Entsprechende Items (wie die von Skar vorgeschlagen wurden) müssen also nach und nach auf diese Kriterien hin untersucht werden, bevor man einen umfassenden Test zur Bewertung von Rollenspielen vornehmen kann und alle scheitern bereits an der Objektivität (= Das ist so unabhängig vom Beobachter - die "Wahrheit" könnte man meinen).
Insofern:
Das haut hinten und vorne nicht hin. Alles andere ist das was Spielezeitschriften bereits seit Jahren versuchen, uns glaubhaft zu machen sie könnten mit irgendwelchen hahnebüchenen Items ermitteln wie toll ein Spiel sei. Das ist auch der Grund für Worte wie "Overhyped" und warum hinterher zig Kunden enttäuscht sind wieso das Game durchgefallen ist. (von Marktrelevanten Einflüssen mal abgesehen - Schmiergeld, Androhung des Entzugs von Testmustern, etc. pp.)
Deswegen zitiere ich nochmal kurz Little Indian #5
Natürlich würden objektive Beurteilungkriterien nicht von der Pflicht entbinden, noch selbst einen Blick in ein Produkt zu werfen ehe man sein hart verdientes Geld dafür rausschmeißt, aber sie könnten vielleicht schon aufzeigen, bei welchen Sachen man gar keine ernsthaften Kaufüberlegungen anstellen muss.
Da reicht es das zu tun was man immer getan hat: Tests lesen, Mundpropaganda und hoffen, dass man die richtige Entscheidung getroffen hat.

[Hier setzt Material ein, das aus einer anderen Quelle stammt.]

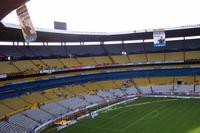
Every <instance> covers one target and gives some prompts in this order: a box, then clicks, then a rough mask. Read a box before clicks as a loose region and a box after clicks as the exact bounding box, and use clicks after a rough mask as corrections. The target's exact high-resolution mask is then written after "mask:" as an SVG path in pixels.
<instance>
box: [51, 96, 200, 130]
mask: <svg viewBox="0 0 200 133" xmlns="http://www.w3.org/2000/svg"><path fill="white" fill-rule="evenodd" d="M50 132H51V133H200V100H198V99H185V100H184V99H162V98H141V99H138V100H137V101H134V102H132V103H129V104H126V105H120V106H118V107H116V108H114V109H112V110H110V111H107V112H104V113H102V114H100V115H99V116H98V117H96V118H95V119H91V118H86V119H83V120H81V121H79V122H78V123H77V124H75V125H72V126H70V127H68V128H65V129H63V130H60V131H50ZM50 132H49V133H50Z"/></svg>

Mal ehrlich: Egal wie objektiv ein Test zu D&D 3,5 auch wäre; ich würd dem Spiel keine Chance mehr geben, weil ICH es als Tabletop und nicht als Rollenspiel verstehe. Das würde auch so in einem Test von mir stehen, was ich gerade für Neulinge auch glaubhaft verkaufen könnte. Dann kämst meinetwegen du und schriebst das exakte Gegenteil ("Is doch ein Rollenspiel und der Erzengel hat ne Vollmeise!") und letztlich muss der Kunde sich selbst entscheiden. Gerade zwei so unterschiedliche Meinungen polarisieren, aber heben auch hervor was in so einem Spiel vorgeht, was es leistet negativ und positiv. Diese Entscheidung liegt allein beim Käufer. Was ich positiv finde findet jemand anders negativ und vice versa. Das könnte ein "objektiver Test" nicht leisten - zumal er das, was man aus dem Rollenspiel machen kann nicht darzustellen vermag. Herein spielen auch Faktoren wie: Was kann der SL, was kann die Gruppe, wie flexibel ist das Spiel?
Ein D&D was ich bei mehreren SLs erlebt habe ist womöglich die große Ausnahme dessen, was andere erlebt und gespielt haben - ich hatte scheinbar unfähige D&D SLs - oder die anderen hatten SLs, die das Spiel entsprechend zurecht gebogen haben. Wer hat jetzt Recht? (das ist ne rhetorische Frage!)